After falling prey to the infamous Karvy Stock Broking scandal in 2019, Ashok Ghose, a senior citizen from Pune, was feeling fortunate in April this year when he received his shares back right after months of efforts. “I had managed to get my corpus back by tweeting and making a noise and getting in touch with Mr Parthasarathy of Karvy Group. Somehow, he took pity on me and I got my shares back on April 20,” Ashok Ghose told TheSpuzz Online. Little did he know that a handful of days later, he would obtain himself in the middle of one more unprecedented economic occasion — Franklin Templeton shutting its six debt mutual fund schemes.
Hopes of relaxed retired life dashed
Ghose is amongst the lakhs of unitholders of the six debt mutual fund schemes that have been abruptly shut by Franklin Templeton India in April this year. “I’m a retired guy who put in a lot of my money in Franklin Templeton post-retirement, thinking it is a big name,” he stated. Ghose invested a substantial component of his holding in the Franklin India Ultra Short Bond Fund, some of it in the Franklin India Low Duration Fund and also in Franklin India Short Term Income Plan.

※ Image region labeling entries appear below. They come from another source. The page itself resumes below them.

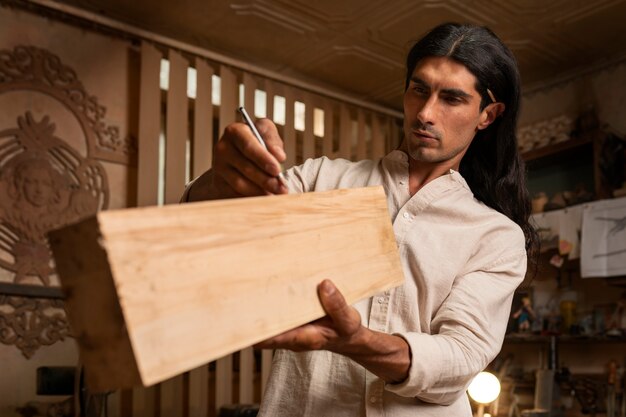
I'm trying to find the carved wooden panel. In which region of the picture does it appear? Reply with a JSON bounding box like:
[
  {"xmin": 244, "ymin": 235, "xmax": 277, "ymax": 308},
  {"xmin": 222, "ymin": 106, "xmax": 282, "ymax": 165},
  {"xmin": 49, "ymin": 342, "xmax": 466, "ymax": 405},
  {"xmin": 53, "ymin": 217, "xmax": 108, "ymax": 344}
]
[
  {"xmin": 0, "ymin": 46, "xmax": 129, "ymax": 358},
  {"xmin": 0, "ymin": 294, "xmax": 69, "ymax": 359}
]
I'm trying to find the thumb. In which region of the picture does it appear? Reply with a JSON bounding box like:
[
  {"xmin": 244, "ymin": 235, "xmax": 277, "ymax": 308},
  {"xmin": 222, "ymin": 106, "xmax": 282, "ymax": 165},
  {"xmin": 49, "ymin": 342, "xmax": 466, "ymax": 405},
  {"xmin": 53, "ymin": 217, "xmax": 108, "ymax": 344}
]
[
  {"xmin": 256, "ymin": 119, "xmax": 287, "ymax": 162},
  {"xmin": 318, "ymin": 279, "xmax": 361, "ymax": 336}
]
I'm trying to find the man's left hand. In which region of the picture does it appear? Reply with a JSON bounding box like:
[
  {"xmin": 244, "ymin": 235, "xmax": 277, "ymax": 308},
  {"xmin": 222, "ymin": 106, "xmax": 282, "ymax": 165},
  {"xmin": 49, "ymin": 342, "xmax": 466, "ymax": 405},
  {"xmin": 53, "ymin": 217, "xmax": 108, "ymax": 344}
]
[{"xmin": 255, "ymin": 280, "xmax": 364, "ymax": 353}]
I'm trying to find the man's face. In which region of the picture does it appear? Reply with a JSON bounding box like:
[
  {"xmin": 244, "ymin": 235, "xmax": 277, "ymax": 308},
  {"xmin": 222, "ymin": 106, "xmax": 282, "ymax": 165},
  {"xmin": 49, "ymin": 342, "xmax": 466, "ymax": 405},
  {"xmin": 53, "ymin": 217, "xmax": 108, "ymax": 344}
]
[{"xmin": 403, "ymin": 57, "xmax": 503, "ymax": 169}]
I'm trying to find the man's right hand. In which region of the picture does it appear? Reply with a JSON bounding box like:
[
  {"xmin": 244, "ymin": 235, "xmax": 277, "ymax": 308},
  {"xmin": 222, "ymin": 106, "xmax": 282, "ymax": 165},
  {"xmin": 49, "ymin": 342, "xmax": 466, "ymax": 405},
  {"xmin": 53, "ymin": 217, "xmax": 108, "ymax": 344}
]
[{"xmin": 189, "ymin": 119, "xmax": 287, "ymax": 201}]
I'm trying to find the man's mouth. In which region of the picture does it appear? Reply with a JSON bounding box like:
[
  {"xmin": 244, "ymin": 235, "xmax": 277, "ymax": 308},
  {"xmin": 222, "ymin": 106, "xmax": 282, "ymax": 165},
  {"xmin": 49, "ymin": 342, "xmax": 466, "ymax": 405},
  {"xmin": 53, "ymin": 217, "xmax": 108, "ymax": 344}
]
[{"xmin": 413, "ymin": 130, "xmax": 439, "ymax": 140}]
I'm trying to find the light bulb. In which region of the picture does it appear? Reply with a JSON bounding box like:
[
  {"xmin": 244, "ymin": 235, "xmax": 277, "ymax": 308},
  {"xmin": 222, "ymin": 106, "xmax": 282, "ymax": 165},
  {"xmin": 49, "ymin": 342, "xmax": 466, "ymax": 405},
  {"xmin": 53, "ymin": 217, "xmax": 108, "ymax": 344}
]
[{"xmin": 467, "ymin": 372, "xmax": 500, "ymax": 404}]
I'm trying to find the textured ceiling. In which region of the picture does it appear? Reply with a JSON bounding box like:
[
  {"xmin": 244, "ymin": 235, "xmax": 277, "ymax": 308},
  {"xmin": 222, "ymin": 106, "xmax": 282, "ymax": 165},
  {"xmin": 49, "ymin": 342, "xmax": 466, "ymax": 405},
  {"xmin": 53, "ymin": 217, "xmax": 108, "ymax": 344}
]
[{"xmin": 51, "ymin": 0, "xmax": 626, "ymax": 109}]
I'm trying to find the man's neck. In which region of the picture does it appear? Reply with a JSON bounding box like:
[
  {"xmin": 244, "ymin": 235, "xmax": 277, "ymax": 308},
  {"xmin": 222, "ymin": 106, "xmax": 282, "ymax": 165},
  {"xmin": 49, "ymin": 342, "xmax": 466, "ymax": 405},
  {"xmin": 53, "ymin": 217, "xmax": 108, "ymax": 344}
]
[{"xmin": 409, "ymin": 156, "xmax": 459, "ymax": 196}]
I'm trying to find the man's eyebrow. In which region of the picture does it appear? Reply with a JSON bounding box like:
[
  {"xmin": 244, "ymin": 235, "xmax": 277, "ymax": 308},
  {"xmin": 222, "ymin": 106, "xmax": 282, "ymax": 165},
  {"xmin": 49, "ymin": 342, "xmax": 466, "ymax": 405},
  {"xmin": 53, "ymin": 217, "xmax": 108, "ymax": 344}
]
[{"xmin": 411, "ymin": 75, "xmax": 472, "ymax": 98}]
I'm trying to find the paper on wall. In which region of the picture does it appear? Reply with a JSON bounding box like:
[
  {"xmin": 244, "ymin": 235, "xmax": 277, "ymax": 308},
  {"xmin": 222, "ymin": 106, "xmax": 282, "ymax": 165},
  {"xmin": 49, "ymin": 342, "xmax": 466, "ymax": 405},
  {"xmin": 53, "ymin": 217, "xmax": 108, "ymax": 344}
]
[{"xmin": 580, "ymin": 198, "xmax": 626, "ymax": 278}]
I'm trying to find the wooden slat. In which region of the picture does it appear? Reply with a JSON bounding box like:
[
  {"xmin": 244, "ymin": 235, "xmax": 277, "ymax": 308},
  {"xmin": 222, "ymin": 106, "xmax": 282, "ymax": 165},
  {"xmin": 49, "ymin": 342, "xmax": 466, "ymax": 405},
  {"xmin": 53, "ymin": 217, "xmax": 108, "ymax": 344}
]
[
  {"xmin": 302, "ymin": 95, "xmax": 315, "ymax": 161},
  {"xmin": 283, "ymin": 86, "xmax": 296, "ymax": 168},
  {"xmin": 106, "ymin": 390, "xmax": 121, "ymax": 417},
  {"xmin": 189, "ymin": 365, "xmax": 209, "ymax": 417},
  {"xmin": 239, "ymin": 347, "xmax": 254, "ymax": 404},
  {"xmin": 322, "ymin": 101, "xmax": 335, "ymax": 158},
  {"xmin": 137, "ymin": 42, "xmax": 162, "ymax": 206},
  {"xmin": 133, "ymin": 387, "xmax": 156, "ymax": 417},
  {"xmin": 191, "ymin": 58, "xmax": 213, "ymax": 178},
  {"xmin": 261, "ymin": 349, "xmax": 274, "ymax": 398},
  {"xmin": 243, "ymin": 72, "xmax": 256, "ymax": 113},
  {"xmin": 356, "ymin": 109, "xmax": 367, "ymax": 161},
  {"xmin": 50, "ymin": 187, "xmax": 404, "ymax": 389},
  {"xmin": 165, "ymin": 50, "xmax": 189, "ymax": 204},
  {"xmin": 387, "ymin": 117, "xmax": 402, "ymax": 150},
  {"xmin": 233, "ymin": 72, "xmax": 256, "ymax": 404},
  {"xmin": 264, "ymin": 80, "xmax": 276, "ymax": 120},
  {"xmin": 214, "ymin": 65, "xmax": 239, "ymax": 410},
  {"xmin": 219, "ymin": 65, "xmax": 239, "ymax": 136},
  {"xmin": 339, "ymin": 104, "xmax": 352, "ymax": 159},
  {"xmin": 161, "ymin": 375, "xmax": 183, "ymax": 417},
  {"xmin": 372, "ymin": 113, "xmax": 385, "ymax": 159}
]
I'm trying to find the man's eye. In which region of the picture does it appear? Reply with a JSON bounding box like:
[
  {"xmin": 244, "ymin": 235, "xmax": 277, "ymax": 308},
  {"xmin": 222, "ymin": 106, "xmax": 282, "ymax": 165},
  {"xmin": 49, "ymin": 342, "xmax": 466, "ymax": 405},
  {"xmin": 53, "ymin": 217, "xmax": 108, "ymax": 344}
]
[{"xmin": 443, "ymin": 96, "xmax": 461, "ymax": 104}]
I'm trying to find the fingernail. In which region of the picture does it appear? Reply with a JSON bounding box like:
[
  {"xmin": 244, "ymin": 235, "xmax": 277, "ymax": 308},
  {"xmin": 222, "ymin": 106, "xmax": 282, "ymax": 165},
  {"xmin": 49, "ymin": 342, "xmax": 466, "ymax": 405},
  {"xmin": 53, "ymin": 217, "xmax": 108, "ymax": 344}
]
[
  {"xmin": 265, "ymin": 164, "xmax": 278, "ymax": 175},
  {"xmin": 322, "ymin": 280, "xmax": 335, "ymax": 295},
  {"xmin": 272, "ymin": 145, "xmax": 287, "ymax": 159}
]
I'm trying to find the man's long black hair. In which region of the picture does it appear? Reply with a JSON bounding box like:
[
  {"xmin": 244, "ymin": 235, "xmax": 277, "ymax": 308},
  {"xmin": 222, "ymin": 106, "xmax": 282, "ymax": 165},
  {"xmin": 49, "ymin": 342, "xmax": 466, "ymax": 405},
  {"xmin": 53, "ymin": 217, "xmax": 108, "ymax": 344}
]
[{"xmin": 405, "ymin": 23, "xmax": 538, "ymax": 260}]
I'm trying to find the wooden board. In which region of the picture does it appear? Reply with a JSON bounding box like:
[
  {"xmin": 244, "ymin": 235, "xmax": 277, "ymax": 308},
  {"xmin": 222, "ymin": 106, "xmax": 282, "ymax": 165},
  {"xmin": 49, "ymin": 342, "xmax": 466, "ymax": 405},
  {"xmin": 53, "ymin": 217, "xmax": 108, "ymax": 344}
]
[{"xmin": 50, "ymin": 187, "xmax": 404, "ymax": 391}]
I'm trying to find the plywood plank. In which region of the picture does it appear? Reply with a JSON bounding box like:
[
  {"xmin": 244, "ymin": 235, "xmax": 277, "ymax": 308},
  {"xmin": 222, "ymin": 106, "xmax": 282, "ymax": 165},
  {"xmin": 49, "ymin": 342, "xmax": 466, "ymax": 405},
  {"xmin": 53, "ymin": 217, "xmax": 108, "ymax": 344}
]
[{"xmin": 50, "ymin": 187, "xmax": 403, "ymax": 389}]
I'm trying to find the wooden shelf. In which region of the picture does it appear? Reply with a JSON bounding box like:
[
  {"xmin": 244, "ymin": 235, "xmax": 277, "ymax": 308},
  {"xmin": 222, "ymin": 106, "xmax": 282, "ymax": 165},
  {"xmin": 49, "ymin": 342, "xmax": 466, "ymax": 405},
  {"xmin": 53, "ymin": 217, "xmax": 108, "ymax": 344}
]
[
  {"xmin": 504, "ymin": 334, "xmax": 626, "ymax": 344},
  {"xmin": 522, "ymin": 135, "xmax": 595, "ymax": 162}
]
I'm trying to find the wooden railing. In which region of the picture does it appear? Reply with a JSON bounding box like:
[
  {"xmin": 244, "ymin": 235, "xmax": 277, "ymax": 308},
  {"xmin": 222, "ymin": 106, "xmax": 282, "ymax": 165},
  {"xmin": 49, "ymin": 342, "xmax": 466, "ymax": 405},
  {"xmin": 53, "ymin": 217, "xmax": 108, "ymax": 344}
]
[{"xmin": 99, "ymin": 42, "xmax": 399, "ymax": 417}]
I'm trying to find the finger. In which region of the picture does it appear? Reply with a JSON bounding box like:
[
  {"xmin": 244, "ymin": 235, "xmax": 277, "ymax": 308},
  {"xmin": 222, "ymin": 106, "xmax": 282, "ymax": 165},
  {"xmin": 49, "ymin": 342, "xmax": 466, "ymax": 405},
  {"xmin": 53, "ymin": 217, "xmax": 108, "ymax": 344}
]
[
  {"xmin": 255, "ymin": 119, "xmax": 287, "ymax": 162},
  {"xmin": 318, "ymin": 279, "xmax": 361, "ymax": 336},
  {"xmin": 224, "ymin": 123, "xmax": 280, "ymax": 177},
  {"xmin": 254, "ymin": 324, "xmax": 325, "ymax": 352},
  {"xmin": 216, "ymin": 165, "xmax": 268, "ymax": 197},
  {"xmin": 228, "ymin": 144, "xmax": 287, "ymax": 194}
]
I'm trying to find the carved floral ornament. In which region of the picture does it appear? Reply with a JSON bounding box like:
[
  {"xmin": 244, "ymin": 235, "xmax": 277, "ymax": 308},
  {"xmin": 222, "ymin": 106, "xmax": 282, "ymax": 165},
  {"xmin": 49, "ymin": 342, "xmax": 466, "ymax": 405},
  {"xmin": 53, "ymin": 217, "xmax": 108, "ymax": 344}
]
[
  {"xmin": 0, "ymin": 294, "xmax": 70, "ymax": 359},
  {"xmin": 0, "ymin": 46, "xmax": 127, "ymax": 358}
]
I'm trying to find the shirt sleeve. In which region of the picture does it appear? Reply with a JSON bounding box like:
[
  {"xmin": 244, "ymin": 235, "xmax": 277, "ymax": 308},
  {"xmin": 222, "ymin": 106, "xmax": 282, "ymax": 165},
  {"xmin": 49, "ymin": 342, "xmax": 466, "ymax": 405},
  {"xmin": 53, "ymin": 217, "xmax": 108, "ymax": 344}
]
[{"xmin": 385, "ymin": 247, "xmax": 526, "ymax": 405}]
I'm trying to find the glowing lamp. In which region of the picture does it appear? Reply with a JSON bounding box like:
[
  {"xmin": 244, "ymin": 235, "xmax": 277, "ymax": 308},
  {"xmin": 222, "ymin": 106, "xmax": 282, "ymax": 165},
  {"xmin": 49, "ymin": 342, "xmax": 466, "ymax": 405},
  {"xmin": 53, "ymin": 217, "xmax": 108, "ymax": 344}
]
[{"xmin": 467, "ymin": 372, "xmax": 500, "ymax": 417}]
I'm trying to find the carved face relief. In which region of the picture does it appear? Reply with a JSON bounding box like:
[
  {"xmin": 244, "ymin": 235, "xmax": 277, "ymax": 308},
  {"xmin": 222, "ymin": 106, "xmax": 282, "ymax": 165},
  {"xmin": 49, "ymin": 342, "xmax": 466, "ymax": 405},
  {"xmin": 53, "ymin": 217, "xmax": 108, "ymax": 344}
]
[{"xmin": 0, "ymin": 113, "xmax": 108, "ymax": 285}]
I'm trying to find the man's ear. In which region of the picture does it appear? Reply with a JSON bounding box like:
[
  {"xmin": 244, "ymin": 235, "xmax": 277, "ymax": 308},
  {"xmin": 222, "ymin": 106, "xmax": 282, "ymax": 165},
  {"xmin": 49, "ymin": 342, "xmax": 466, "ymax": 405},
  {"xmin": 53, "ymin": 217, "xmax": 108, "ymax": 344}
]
[{"xmin": 476, "ymin": 102, "xmax": 505, "ymax": 130}]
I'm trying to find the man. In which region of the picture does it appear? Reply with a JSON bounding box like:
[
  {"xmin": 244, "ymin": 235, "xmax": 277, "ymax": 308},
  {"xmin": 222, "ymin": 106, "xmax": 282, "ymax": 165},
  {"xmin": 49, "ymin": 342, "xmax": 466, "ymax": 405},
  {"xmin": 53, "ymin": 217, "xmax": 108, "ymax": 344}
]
[{"xmin": 186, "ymin": 24, "xmax": 535, "ymax": 417}]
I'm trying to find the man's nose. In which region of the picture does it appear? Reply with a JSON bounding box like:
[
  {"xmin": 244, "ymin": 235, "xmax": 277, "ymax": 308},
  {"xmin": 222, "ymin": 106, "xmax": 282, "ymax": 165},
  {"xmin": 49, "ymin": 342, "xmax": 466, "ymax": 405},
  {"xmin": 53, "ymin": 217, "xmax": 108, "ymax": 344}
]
[{"xmin": 416, "ymin": 95, "xmax": 437, "ymax": 124}]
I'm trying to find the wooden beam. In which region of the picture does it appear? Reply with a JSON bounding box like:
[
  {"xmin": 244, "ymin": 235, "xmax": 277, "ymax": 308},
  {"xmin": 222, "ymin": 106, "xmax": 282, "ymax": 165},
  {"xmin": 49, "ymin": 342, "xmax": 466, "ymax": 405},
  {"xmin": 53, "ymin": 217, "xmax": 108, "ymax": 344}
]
[{"xmin": 50, "ymin": 187, "xmax": 404, "ymax": 391}]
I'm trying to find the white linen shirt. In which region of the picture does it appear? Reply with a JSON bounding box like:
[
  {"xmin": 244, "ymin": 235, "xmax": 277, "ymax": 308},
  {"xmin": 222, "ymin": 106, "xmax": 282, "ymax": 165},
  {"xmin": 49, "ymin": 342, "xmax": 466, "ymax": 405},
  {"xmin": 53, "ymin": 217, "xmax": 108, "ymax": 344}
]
[{"xmin": 259, "ymin": 151, "xmax": 526, "ymax": 417}]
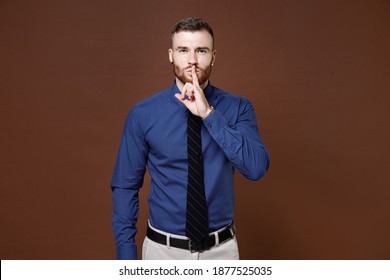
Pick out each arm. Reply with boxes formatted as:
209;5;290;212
203;99;269;180
111;108;148;259
175;67;269;180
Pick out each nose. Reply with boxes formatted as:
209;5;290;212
188;52;198;65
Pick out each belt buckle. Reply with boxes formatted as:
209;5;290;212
188;238;207;253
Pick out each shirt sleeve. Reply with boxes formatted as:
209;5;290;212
203;99;269;180
111;109;148;259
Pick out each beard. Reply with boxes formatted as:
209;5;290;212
173;62;211;85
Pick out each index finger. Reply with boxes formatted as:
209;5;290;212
192;65;199;86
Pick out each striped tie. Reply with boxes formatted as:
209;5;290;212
186;112;208;241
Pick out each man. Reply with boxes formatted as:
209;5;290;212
111;18;269;259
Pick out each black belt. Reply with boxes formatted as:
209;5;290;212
146;224;236;252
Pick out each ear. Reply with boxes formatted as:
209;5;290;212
168;49;173;64
211;50;217;66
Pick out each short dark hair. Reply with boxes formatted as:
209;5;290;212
171;17;214;42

Debt funds, generally sold to retired persons by distributors, with an expectation of desirable returns and fixed earnings, also carry with them substantial threat — a truth generally ignored by these promoting and getting these funds. Ashok Ghose is not the only senior retired particular person who invested his cash in Franklin Templeton expecting fixed earnings as a retired pensioner. 73-year-old retired Army Major General Rajbir Singh Gill, who fought all wars for India considering that 1971, is also amongst the unfortunate unitholders. “I want to know if any other country in the world does this with its veterans,” he stated even though questioning the silence of SEBI, Finance Ministry, and even the Prime Minister on the Franklin Templeton fiasco.
‘Was about to redeem’
Having gone by way of the Karvy Stockbroking episode earlier, Ashok Ghose claims he was about to pull cash away from Franklin Templeton in March. “Back then Franklin Templeton had put Vodafone in a segregated portfolio. I was confident back then that Vodafone would not take away investor money,” he added explaining why he did not pull away from the schemes earlier.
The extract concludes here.